Naulakha is a major village in Fatehgarh Sahib District, in the Indian state of Punjab.

It is situated on Sirhind-Patiala road, 13 km from Sirhind and 19 km from Patiala. It is a historic village. Guru Tegh Bahadur ji, the ninth guru of Sikhs, and Mata Gujri ji are two of the most well-known visitors. Today, Gurudwara Naulakha Sahib is built on the site where they once stayed.

The village has a population of about 1000. The three schools in the village are the "Govt. Primary School", "Govt. Middle School" and a private convent school named "Baba Zoravar Singh Baba Fateh Singh, Sen. Sec. Public School, Naulakha", also known as "B.Z.S.F.S School". A mosque is also present in the village.

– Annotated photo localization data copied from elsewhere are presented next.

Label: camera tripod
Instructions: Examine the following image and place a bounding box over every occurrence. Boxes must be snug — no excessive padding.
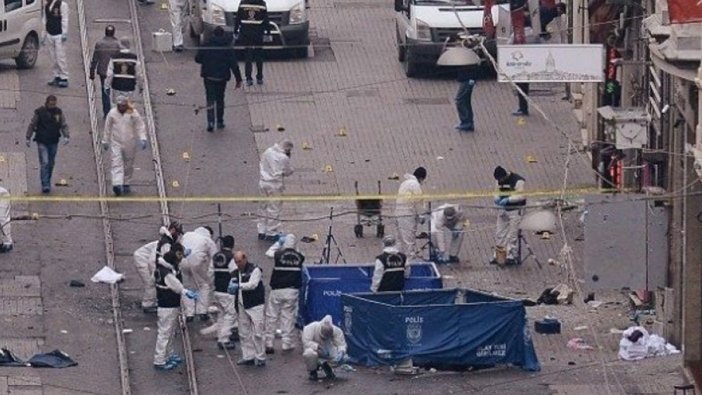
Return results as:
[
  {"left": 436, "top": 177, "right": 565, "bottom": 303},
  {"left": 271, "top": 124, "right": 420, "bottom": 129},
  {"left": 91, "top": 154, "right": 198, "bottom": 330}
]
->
[
  {"left": 516, "top": 228, "right": 542, "bottom": 268},
  {"left": 318, "top": 207, "right": 346, "bottom": 264}
]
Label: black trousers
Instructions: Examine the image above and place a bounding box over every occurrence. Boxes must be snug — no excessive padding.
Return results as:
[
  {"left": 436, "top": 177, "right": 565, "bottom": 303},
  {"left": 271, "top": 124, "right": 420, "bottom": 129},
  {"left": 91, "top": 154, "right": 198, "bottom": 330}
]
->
[
  {"left": 204, "top": 78, "right": 227, "bottom": 124},
  {"left": 516, "top": 83, "right": 529, "bottom": 113},
  {"left": 243, "top": 46, "right": 264, "bottom": 80}
]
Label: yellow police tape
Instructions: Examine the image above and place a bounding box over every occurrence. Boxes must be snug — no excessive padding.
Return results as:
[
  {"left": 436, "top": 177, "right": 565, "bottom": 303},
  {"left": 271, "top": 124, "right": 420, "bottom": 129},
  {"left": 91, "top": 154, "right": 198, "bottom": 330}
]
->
[{"left": 0, "top": 186, "right": 633, "bottom": 203}]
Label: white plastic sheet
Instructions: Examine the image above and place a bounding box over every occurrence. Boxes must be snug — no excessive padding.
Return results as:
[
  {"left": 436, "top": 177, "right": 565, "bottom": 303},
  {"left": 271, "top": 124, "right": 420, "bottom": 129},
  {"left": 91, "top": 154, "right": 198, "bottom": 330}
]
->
[
  {"left": 91, "top": 266, "right": 124, "bottom": 284},
  {"left": 618, "top": 326, "right": 680, "bottom": 361}
]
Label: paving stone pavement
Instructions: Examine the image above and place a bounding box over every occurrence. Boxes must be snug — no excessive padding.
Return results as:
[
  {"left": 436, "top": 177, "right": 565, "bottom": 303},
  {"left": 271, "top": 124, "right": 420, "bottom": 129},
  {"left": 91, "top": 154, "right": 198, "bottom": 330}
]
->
[{"left": 243, "top": 0, "right": 684, "bottom": 392}]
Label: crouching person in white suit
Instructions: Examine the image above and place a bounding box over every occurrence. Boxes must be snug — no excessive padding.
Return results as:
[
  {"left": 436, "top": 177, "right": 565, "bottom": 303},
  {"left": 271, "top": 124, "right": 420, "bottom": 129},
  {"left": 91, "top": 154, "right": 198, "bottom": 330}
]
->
[{"left": 302, "top": 315, "right": 347, "bottom": 381}]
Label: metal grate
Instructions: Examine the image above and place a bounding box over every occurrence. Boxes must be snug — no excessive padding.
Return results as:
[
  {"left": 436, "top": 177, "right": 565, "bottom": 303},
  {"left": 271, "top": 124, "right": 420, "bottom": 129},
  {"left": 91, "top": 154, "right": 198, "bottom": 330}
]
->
[
  {"left": 225, "top": 11, "right": 289, "bottom": 27},
  {"left": 431, "top": 27, "right": 483, "bottom": 43}
]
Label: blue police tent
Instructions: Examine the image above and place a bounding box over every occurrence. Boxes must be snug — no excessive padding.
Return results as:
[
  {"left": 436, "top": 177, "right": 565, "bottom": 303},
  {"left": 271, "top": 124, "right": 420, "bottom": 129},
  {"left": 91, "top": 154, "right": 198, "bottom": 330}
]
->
[
  {"left": 298, "top": 262, "right": 442, "bottom": 327},
  {"left": 341, "top": 288, "right": 540, "bottom": 371}
]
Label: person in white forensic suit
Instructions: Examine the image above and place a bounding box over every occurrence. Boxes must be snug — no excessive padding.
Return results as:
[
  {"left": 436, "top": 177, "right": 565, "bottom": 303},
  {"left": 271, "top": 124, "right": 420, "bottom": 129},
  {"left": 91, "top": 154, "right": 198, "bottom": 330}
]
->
[
  {"left": 0, "top": 187, "right": 12, "bottom": 253},
  {"left": 101, "top": 95, "right": 147, "bottom": 197},
  {"left": 302, "top": 314, "right": 347, "bottom": 381},
  {"left": 257, "top": 140, "right": 294, "bottom": 241},
  {"left": 491, "top": 166, "right": 527, "bottom": 266},
  {"left": 153, "top": 249, "right": 199, "bottom": 371},
  {"left": 210, "top": 235, "right": 238, "bottom": 350},
  {"left": 168, "top": 0, "right": 187, "bottom": 52},
  {"left": 104, "top": 37, "right": 144, "bottom": 106},
  {"left": 394, "top": 166, "right": 427, "bottom": 258},
  {"left": 43, "top": 0, "right": 70, "bottom": 87},
  {"left": 228, "top": 251, "right": 267, "bottom": 367},
  {"left": 430, "top": 204, "right": 465, "bottom": 264},
  {"left": 264, "top": 234, "right": 305, "bottom": 354},
  {"left": 181, "top": 226, "right": 218, "bottom": 322},
  {"left": 370, "top": 235, "right": 409, "bottom": 293},
  {"left": 133, "top": 240, "right": 158, "bottom": 313}
]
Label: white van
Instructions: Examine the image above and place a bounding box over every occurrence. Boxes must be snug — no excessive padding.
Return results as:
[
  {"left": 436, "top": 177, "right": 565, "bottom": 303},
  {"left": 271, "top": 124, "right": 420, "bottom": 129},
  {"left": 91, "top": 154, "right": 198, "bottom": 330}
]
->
[
  {"left": 187, "top": 0, "right": 310, "bottom": 57},
  {"left": 394, "top": 0, "right": 509, "bottom": 77},
  {"left": 0, "top": 0, "right": 42, "bottom": 68}
]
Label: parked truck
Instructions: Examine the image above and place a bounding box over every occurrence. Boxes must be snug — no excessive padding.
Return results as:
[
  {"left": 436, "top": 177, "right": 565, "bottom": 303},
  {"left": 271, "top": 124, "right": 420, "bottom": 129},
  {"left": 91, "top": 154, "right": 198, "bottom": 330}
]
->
[
  {"left": 394, "top": 0, "right": 510, "bottom": 77},
  {"left": 187, "top": 0, "right": 310, "bottom": 57}
]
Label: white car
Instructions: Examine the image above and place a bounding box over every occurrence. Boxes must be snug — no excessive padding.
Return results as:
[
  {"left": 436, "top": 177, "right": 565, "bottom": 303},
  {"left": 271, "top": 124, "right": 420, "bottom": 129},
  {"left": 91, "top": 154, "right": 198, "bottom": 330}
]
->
[
  {"left": 187, "top": 0, "right": 310, "bottom": 57},
  {"left": 0, "top": 0, "right": 42, "bottom": 68},
  {"left": 394, "top": 0, "right": 509, "bottom": 77}
]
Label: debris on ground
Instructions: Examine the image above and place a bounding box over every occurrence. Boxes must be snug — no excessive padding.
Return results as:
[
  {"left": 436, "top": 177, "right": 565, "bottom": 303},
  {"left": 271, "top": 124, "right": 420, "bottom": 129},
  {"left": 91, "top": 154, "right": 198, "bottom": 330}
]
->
[
  {"left": 567, "top": 338, "right": 594, "bottom": 350},
  {"left": 69, "top": 280, "right": 85, "bottom": 287},
  {"left": 618, "top": 326, "right": 680, "bottom": 361},
  {"left": 91, "top": 266, "right": 124, "bottom": 284},
  {"left": 535, "top": 317, "right": 561, "bottom": 334},
  {"left": 28, "top": 349, "right": 78, "bottom": 368},
  {"left": 536, "top": 283, "right": 573, "bottom": 305}
]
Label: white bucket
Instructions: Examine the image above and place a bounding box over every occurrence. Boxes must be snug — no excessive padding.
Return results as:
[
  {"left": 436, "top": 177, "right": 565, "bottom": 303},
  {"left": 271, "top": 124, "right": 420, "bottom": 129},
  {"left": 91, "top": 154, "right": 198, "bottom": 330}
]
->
[{"left": 152, "top": 29, "right": 173, "bottom": 52}]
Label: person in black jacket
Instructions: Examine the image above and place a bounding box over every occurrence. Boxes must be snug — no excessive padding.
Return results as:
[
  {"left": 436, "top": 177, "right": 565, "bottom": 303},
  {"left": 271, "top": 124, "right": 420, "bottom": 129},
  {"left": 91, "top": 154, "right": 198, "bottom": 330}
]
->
[
  {"left": 25, "top": 95, "right": 70, "bottom": 194},
  {"left": 234, "top": 0, "right": 270, "bottom": 86},
  {"left": 195, "top": 26, "right": 243, "bottom": 132}
]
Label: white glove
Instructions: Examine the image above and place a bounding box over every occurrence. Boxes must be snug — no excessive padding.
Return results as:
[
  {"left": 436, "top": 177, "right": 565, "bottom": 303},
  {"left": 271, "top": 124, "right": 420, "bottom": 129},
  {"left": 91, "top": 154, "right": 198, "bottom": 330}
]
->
[
  {"left": 61, "top": 33, "right": 67, "bottom": 42},
  {"left": 139, "top": 139, "right": 147, "bottom": 150},
  {"left": 62, "top": 137, "right": 69, "bottom": 146},
  {"left": 25, "top": 139, "right": 31, "bottom": 148}
]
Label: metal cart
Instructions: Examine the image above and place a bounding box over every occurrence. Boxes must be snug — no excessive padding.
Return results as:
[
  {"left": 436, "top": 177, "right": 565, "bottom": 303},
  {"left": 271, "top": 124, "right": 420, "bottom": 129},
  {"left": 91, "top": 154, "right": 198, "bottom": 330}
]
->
[{"left": 353, "top": 180, "right": 384, "bottom": 238}]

The village has a "cooperative society" from where farmers can buy or hire anything related to agriculture.

==History==
The name of the village is based on an event said to have taken place when Guru Tegh Bahadur and Mata Gujri stayed there for a day and night on a tour of the Malwa region. A man named Lakhi Shah Wanjara who had lost his ox said that he would give several takkas to the guru if it were found. When he found the ox, he approached the guru and gave him nine takkas. When the guru forwarded these to the Sangat without even touching them, Wanjara feared that the amount of the offering had been insufficient and told the guru that while he didn't have any more money on that day he would try to give more soon. The guru told the man that his nine takkas were the equivalent of nine lakhs of takka (nau lakh). He asked visitors who came to him later to name the village Naulakha in remembrance of the offering.

==Sports==

Naulakha village is known for its enthusiastic support of sports. It has a sports club, founded in 1990, named "Sri Guru Tegh Bahadur Sports Club". Recently the President of this sports Club is "Gurdeep Singh Kharoud". The village is well known for its outstanding volleyball team which has won many tournaments throughout Punjab and Haryana. The Cricket team of the village is also famous, having won several tournaments. The club organised many volleyball and cricket competitions.

==Places==

- Gurudwara Naulakha Sahib
- Mosque
- Baba Veergar
- Baba Matt
- Lalan wala Peer
- Nagar Kheda
- Guga Maadi
- Bhagatan di Motor
- Wifi chownk
- Water Tank park

==Administration==

The village is administrated by "Village Panchayat". Gurudwara Naulakha Sahib is administrated by "local gurdwara parbandhak committee" under SGPC.